Glossar
Shore-Härte
Die Shore‑Härte ist ein Härtekennwert, der überwiegend zur Beurteilung von Elastomeren, Polymeren und weichen Kunststoffen verwendet wird. Sie beschreibt den Widerstand eines Werkstoffs gegen das Eindringen eines genormten Prüfkissens (Eindringkörpers) unter definierter Federkraft.
Die Shore‑Härte ist damit ein wichtiges Maß für die Steifigkeit, Verformbarkeit und Gebrauchseigenschaften von polymeren Werkstoffen.
Funktionsweise der Shore‑Härte‑Messung
Die Bestimmung der Shore‑Härte erfolgt mithilfe eines sogenannten Durometers. Dabei wird:
- ein Eindringkörper aus Stahl
- mit einer definierten Federkraft
- senkrecht in die Oberfläche des Prüfkörpers gedrückt
Die Eindringtiefe wird auf einer Skala abgelesen und als Shore‑Härtewert (0–100) angegeben:
- Hoher Wert → geringe Eindringtiefe → harter Werkstoff
- Niedriger Wert → große Eindringtiefe → weicher Werkstoff
Die Messung erfolgt zerstörungsarm, schnell und direkt am Bauteil oder Probekörper.

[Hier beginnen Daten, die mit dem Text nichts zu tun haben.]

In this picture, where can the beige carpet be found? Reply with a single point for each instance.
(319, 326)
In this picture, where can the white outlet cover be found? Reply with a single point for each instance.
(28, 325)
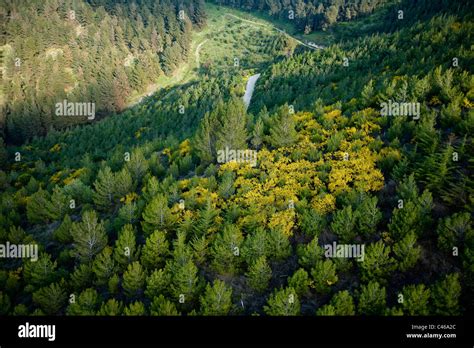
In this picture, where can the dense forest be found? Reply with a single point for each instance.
(86, 51)
(138, 214)
(309, 15)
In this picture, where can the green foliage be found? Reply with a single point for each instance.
(452, 231)
(283, 302)
(341, 304)
(51, 298)
(372, 299)
(104, 266)
(324, 275)
(406, 252)
(157, 283)
(415, 299)
(300, 281)
(155, 250)
(89, 236)
(226, 250)
(259, 275)
(84, 304)
(157, 215)
(216, 299)
(445, 295)
(126, 251)
(134, 279)
(163, 307)
(111, 308)
(282, 129)
(377, 264)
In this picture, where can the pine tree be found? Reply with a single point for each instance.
(205, 141)
(377, 262)
(111, 308)
(343, 224)
(63, 233)
(206, 221)
(324, 275)
(283, 302)
(310, 254)
(452, 230)
(372, 300)
(407, 252)
(163, 307)
(343, 303)
(157, 215)
(89, 236)
(104, 266)
(134, 279)
(85, 304)
(157, 283)
(51, 298)
(135, 309)
(232, 132)
(41, 272)
(446, 294)
(226, 250)
(255, 246)
(126, 250)
(59, 204)
(104, 189)
(217, 299)
(368, 216)
(259, 275)
(185, 282)
(258, 134)
(415, 299)
(279, 247)
(123, 183)
(300, 282)
(282, 129)
(38, 208)
(155, 250)
(137, 166)
(82, 277)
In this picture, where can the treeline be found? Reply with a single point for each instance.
(97, 52)
(309, 15)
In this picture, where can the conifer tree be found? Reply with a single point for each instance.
(104, 189)
(126, 250)
(226, 250)
(104, 266)
(51, 298)
(445, 295)
(282, 129)
(163, 307)
(283, 302)
(155, 249)
(85, 304)
(217, 299)
(134, 279)
(232, 131)
(259, 275)
(89, 236)
(157, 215)
(372, 300)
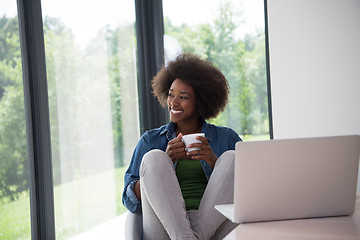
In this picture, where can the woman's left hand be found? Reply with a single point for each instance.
(205, 152)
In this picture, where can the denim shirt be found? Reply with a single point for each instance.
(220, 139)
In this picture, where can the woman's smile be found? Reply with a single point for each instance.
(182, 102)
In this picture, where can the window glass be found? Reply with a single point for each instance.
(14, 184)
(91, 74)
(231, 35)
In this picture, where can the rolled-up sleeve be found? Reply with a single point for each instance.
(129, 199)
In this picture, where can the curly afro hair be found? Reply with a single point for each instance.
(210, 85)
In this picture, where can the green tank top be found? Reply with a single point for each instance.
(192, 182)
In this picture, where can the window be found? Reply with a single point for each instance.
(92, 91)
(91, 74)
(231, 35)
(14, 184)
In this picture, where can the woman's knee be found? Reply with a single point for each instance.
(227, 159)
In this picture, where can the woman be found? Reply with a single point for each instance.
(177, 190)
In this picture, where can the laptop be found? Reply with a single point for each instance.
(294, 178)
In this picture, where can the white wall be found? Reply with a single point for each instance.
(314, 67)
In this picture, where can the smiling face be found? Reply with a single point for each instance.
(181, 102)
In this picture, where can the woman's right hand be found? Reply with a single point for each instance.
(176, 149)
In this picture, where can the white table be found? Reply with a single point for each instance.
(339, 228)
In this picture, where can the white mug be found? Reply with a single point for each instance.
(191, 138)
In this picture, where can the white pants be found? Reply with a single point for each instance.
(163, 206)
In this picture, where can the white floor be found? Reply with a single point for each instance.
(110, 230)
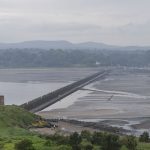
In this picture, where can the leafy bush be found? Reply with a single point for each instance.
(131, 142)
(144, 137)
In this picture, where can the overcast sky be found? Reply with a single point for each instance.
(117, 22)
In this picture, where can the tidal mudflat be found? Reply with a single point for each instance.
(123, 96)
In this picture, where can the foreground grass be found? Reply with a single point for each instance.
(14, 124)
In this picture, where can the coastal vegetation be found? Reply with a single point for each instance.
(15, 135)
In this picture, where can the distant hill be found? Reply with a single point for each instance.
(39, 44)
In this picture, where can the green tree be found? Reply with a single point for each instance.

Shore‑Härteskalen im Überblick
Je nach Werkstoffhärte werden unterschiedliche Shore‑Skalen verwendet. Entscheidend sind Form, Durchmesser und Stirnfläche des Eindringkörpers.
- Shore A
Für weiche Elastomere und Gummis
Typisch für: Dichtungen, Schäume, flexible PU‑Werkstoffe
- Shore C
Für mittlere Härtebereiche
Weniger verbreitet, Übergangsbereich
- Shore D
Für härtere Kunststoffe
Typisch für: harte Polyurethane, technische Thermoplaste
Wichtig: Shore‑Härtewerte sind nur innerhalb derselben Skala vergleichbar (z. B. Shore A ≠ Shore D).
Merkmale und Besonderheiten der Shore‑Härte
- Materialkennwert für elastische und polymere Werkstoffe
- Schnelle und einfache Prüfmethodik
- Abhängig von Temperatur, Prüfkörperdicke und Prüfdauer
- Keine direkte Umrechnung in andere Härteskalen
- Aussage über Haptik, Verformbarkeit und Rückstellverhalten
- Ergänzt andere Kennwerte wie Zugfestigkeit oder Reißdehnung
Die Shore‑Härte beschreibt keine Festigkeit, sondern den Eindruckwiderstand eines Materials.
Typische Anwendungsfälle
Die Shore‑Härte ist relevant bei:
- Elastomeren und Gummiwerkstoffen
- Polyurethan‑Elastomeren und ‑Schäumen
- Dichtungen, O‑Ringen und Schaumdichtungen
- Verguss‑ und Dämpfungsmaterialien
- Kunststoff‑ und Reaktionsharzsystemen
- Qualitätssicherung und Materialvergleich
Praxisbeispiele
- PU‑Dichtung mit Shore A 40, sehr weich und gut anpassungsfähig
- Elastisches Vergussmaterial mit Shore A 70, guter Kompromiss aus Flexibilität und Stabilität
- Hartes PU‑Bauteil mit Shore D 75, hohe Steifigkeit für Strukturteile
Vorteile und Nutzen der Shore‑Härte
- Einfache Vergleichbarkeit von Werkstoffen
- Schnelle Qualitätskontrolle
- Aussage über Verformbarkeit und Haptik
- Unterstützung bei Materialauswahl
- Relevanter Parameter für Dicht‑ und Dämpfungseigenschaften
- Gut geeignet für Serien‑ und Wareneingangsprüfung
Häufige Fragen (FAQ)
- Was ist die Shore‑Härte?
Ein Maß für den Widerstand eines Materials gegen das Eindringen eines Prüfkissens. - Welche Shore‑Skala ist die richtige?
Shore A für weiche, Shore D für harte Kunststoffe. - Ist Shore‑Härte gleich Festigkeit?
Nein, sie beschreibt den Eindruckwiderstand, nicht die Zugfestigkeit.
Die Shore‑Härte ist ein zentraler Kennwert zur Beurteilung der Härte von Elastomeren, Polyurethanen und Kunststoffen. Sie wird über die Eindringtiefe eines genormten Prüfkörpers bestimmt und liefert eine schnelle, praxisnahe Aussage über Steifigkeit, Verformbarkeit und Haptik eines Materials. Durch unterschiedliche Skalen wie Shore A und Shore D lässt sich die Shore‑Härte gezielt an den jeweiligen Werkstoffbereich anpassen und ist damit ein unverzichtbares Werkzeug in Entwicklung, Qualitätssicherung und Anwendungspraxis.